Additionally, there has been increasing legislative and enforcement interest in the United States with respect to non-rare drug pricing practices.

Specifically, there have been several recent U.S. Congressional inquiries and proposed federal and state legislation designed to, among other things, bring more transparency to drug pricing, reduce the cost of prescription drugs under Medicare, review the relationship between pricing and manufacturer patient programs, and reform government program reimbursement methodologies for drugs. Moreover, payment methodologies may be subject to changes in healthcare legislation and regulatory initiatives.

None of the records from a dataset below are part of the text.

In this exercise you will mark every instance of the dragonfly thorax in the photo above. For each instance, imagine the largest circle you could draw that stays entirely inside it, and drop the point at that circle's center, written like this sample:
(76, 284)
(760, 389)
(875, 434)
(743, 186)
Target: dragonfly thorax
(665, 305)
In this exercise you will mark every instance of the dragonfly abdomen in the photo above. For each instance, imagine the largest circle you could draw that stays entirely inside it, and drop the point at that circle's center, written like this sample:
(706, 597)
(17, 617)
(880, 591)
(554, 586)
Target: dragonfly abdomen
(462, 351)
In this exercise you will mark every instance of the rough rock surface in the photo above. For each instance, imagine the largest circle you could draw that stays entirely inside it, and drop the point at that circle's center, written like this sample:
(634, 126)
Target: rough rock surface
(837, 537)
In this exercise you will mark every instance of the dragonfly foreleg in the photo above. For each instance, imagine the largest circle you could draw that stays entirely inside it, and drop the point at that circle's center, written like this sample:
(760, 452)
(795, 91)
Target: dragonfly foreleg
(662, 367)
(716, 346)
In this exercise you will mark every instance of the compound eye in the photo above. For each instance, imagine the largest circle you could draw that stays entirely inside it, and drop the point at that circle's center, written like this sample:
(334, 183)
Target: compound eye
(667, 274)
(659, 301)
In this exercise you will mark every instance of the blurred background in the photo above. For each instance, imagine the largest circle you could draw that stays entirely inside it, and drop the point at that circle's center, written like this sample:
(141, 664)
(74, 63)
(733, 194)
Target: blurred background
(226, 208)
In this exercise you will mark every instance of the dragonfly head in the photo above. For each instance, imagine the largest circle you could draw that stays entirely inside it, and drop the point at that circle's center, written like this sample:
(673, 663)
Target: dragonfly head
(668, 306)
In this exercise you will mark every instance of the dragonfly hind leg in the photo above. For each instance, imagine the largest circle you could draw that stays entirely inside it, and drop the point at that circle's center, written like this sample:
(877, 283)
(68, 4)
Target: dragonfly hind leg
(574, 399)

We expect that additional U.S. federal healthcare reform measures will be adopted in the future, any of which could limit the amounts that the U.S. federal government will pay for healthcare product candidates and services, which could result in reduced demand for our product candidates or additional pricing pressures.

Individual states in the United States have also become increasingly aggressive in passing legislation and implementing regulations designed to control pharmaceutical and biological product pricing, including price or patient reimbursement constraints, discounts, restrictions on certain product access and marketing cost disclosure and transparency measures, and, in some cases, designed to encourage importation from other countries and bulk purchasing.